“Essa é a função consoladora da narrativa – a razão pela qual as pessoas contam histórias e têm contado histórias desde o início dos tempos. E sempre foi a função suprema do mito: encontrar uma forma no tumulto da experiência humana”.
[Seis passeios pelos bosques da ficção, Humberto Eco]

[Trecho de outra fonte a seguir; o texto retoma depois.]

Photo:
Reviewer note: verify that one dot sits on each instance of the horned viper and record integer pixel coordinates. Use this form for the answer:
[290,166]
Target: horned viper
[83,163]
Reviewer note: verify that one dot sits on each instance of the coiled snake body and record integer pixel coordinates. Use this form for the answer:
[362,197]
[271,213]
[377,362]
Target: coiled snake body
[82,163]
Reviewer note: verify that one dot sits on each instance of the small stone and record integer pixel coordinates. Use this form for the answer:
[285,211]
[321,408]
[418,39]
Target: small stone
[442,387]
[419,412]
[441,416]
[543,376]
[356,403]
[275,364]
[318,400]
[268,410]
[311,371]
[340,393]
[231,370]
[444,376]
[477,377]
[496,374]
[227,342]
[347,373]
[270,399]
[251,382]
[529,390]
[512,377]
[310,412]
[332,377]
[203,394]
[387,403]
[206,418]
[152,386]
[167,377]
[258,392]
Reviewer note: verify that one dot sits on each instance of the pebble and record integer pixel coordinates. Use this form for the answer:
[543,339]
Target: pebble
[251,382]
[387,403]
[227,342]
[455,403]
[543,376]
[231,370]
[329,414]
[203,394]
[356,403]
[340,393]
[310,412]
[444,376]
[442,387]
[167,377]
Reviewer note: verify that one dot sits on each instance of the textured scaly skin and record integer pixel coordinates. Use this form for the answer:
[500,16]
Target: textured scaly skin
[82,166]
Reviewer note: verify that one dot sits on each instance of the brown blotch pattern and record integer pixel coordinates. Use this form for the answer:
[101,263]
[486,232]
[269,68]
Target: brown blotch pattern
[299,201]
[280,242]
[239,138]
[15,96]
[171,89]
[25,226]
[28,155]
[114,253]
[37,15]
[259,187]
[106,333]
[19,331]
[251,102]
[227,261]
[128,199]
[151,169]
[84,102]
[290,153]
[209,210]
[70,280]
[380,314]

quarta-feira, 9 de março de 2016

Tirza - Arnon Grunberg


Acho que a sensação que primeiramente tomou conta de mim, ao percorrer as páginas iniciais de Tirza, do holandês Arnon Grunberg, foi a de desconcerto, um desconcerto muito parecido com aquele a que me remetem os livros de J.M. Coetzee. Embora os personagens e as situações sejam absolutamente verossímeis, não consigo compreender as atitudes das pessoas e fico me perguntando, o tempo todo: Mas por que esse sujeito está fazendo isso? Por que ele age desse modo? E é assim que Tirza começa, pendendo um pouco para o ridículo enquanto nos apresenta uma família de classe média, mais ou menos banal, cheia de problemas mais ou menos triviais, e seu patriarca, Jörgen Hofmeester, um ex-editor sem sucesso na profissão, que foi abandonado pela mulher e cria sozinho duas filhas.

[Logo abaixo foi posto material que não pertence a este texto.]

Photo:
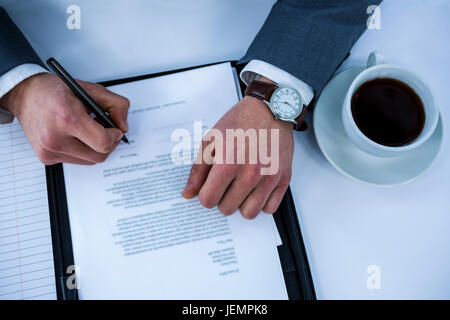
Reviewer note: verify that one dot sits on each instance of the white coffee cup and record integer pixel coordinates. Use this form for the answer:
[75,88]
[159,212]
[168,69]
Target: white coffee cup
[377,68]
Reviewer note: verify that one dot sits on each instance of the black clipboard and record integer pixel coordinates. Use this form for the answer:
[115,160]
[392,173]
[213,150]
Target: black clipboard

Só que lentamente as coisas vão evoluindo no livro de Grunberg. Pequenos fatos vão emergindo aqui e ali, pontas de iceberg, informações que meio que irrompem do nada. À medida em que novos dados vão dando uma consistência bem bizarra à personalidade de Hofmeester e ao cotidiano de sua família, o leitor se vê jogado num ambiente de tensão constante, em que se pressente que algo terrível pode (e vai) acontecer a qualquer momento. De modo implacável (às vezes, durante a leitura, eu sentia meu estômago embrulhar), Grunberg despedaça seu protagonista sem dó nem piedade diante de nossos olhos, num exercício em que comédia e tragédia se atravessam, expondo um Hofmeester afogado num pântano de contradições, numa vida e num tempo que o esmagam.

Há muita coisa sendo discutida neste livro. Há a questão de gênero, circunscrita nas palavras que apontam para o personagem em sua relação com a mulher e as filhas: o “capataz”, o “guardião”. Há o homem engolfado pelas contingências políticas e econômicas de um mundo que muda muito depressa. Há as próprias alterações nos costumes, fazendo Hofmeester vagar atarantado entre a casa e o jardim enquanto tenta inutilmente explicar-se o universo dos jovens, da esposa, do trabalho, da escola, dele mesmo, de todos os que o cercam. Mas o que me parece mais interessante é a forma como o tema da liberdade parece estar sempre despontando de forma periférica. Há referências a ela ao longo de todo o texto: “Pois liberdade e fome eram inimigas mútuas”, “Em sua imitação dele, em seu exagero às vezes grotesco, estava sua liberdade”, “A liberdade que de repente lhe era concedida parecia um deserto”. No entanto, os personagens não discutem a liberdade diretamente e mostram-se alheios às questões vitais que parecem encurralá-los: O que é a liberdade? Onde se encontra? Como alcançá-la? O que fazer com ela? Para que serve ser livre?  Ninguém se aprofunda no que parece ser aquilo por que todos se debatem, de uma forma ou de outra. E Hofmeester, que tem a vida toda sob controle, de repente descobre que pode levar uma rasteira da liberdade: “[...] ali ele sentia o verdadeiro gosto da liberdade: bílis”.

Tirza é um livro intenso, para ser lido quase com o corpo (eu o li cheia de inquietude, agitada, profundamente incomodada). E eu acho que não saber muito sobre sua trama ajuda a tornar ainda mais memorável esta experiência de leitura. Sem dúvida alguma, um dos melhores romances que eu li nos últimos tempos. Mesmo.